When Gould first presented at the Society of Neuroscience’s annual meeting, there was no such thing as the field whose birth she was there to announce; she was filed away in the “spinal cord rejuvenation” section. Today, she is almost frightened that her field has grown so big: “I do get worried sometimes that neurogenesis has gotten overblown. The science of it still isn’t clear. But at the same time I understand why there is so much enthusiasm for the idea. It’s a new way of looking at a lot of old problems.”
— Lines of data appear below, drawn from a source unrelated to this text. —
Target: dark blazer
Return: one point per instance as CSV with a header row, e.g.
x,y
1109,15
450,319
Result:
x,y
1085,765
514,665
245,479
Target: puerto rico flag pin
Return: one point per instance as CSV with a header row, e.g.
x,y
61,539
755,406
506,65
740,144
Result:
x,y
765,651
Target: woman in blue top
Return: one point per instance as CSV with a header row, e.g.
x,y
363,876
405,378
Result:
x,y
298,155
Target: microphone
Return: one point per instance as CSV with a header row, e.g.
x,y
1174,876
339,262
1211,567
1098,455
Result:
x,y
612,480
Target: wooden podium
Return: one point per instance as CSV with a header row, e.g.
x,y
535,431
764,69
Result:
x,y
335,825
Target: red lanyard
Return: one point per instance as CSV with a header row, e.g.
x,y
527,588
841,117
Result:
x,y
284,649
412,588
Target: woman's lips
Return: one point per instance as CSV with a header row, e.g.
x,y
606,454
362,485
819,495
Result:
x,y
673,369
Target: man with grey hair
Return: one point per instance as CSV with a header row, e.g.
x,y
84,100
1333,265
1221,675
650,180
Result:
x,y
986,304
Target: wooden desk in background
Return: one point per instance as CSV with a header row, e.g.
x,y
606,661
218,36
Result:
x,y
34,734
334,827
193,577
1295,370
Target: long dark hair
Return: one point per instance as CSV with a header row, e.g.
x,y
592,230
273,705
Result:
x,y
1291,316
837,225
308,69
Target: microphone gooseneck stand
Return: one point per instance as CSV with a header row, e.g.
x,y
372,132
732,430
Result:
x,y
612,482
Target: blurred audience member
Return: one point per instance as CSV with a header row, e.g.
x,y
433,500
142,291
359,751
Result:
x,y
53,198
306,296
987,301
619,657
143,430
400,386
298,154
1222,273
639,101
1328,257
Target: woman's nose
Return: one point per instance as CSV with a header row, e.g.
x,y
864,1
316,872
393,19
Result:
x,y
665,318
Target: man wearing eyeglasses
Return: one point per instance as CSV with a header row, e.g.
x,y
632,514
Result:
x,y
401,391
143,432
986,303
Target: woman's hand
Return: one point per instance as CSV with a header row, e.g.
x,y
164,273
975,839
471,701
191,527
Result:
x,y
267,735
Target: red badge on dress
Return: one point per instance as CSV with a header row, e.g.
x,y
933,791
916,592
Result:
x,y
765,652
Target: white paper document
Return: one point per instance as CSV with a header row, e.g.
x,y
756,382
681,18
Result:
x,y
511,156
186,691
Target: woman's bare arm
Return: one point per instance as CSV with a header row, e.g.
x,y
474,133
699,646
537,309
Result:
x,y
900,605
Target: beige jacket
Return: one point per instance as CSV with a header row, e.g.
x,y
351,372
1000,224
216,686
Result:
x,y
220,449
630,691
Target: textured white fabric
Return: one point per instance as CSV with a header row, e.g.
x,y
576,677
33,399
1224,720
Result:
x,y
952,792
Neurogenesis is a field that doubts itself. Because it has been scorned from the start, its proponents talk most emphatically about what they don’t know, about all the essential questions that remain unanswered. Their modesty is accurate: The purpose of all of our new cells remains obscure. No one knows how experiments done in rodents will relate to humans, or whether neurogenesis is just a small part of our mind’s essential plasticity.
Nevertheless, it is startling how much has been accomplished since Liz Gould, confused by her counting, went to the library in search of an answer. In 1989, no one would have dared to imagine that the environment we live in can profoundly influence the actual structure of our brain, or that childhood stress might have permanent neurological effects. No scientist could have guessed that Prozac modulates cellular division, or that a Swedish start-up would one day get a rodent brain to repair itself. If neurogenesis has taught us anything, it is that these extraordinary new facts aren’t simply answers to an old set of questions. The paradigm has shifted: what Gould and others are working on now is a whole new list of mysteries. And like the newborn neurons in our brain, these scientists are only beginning.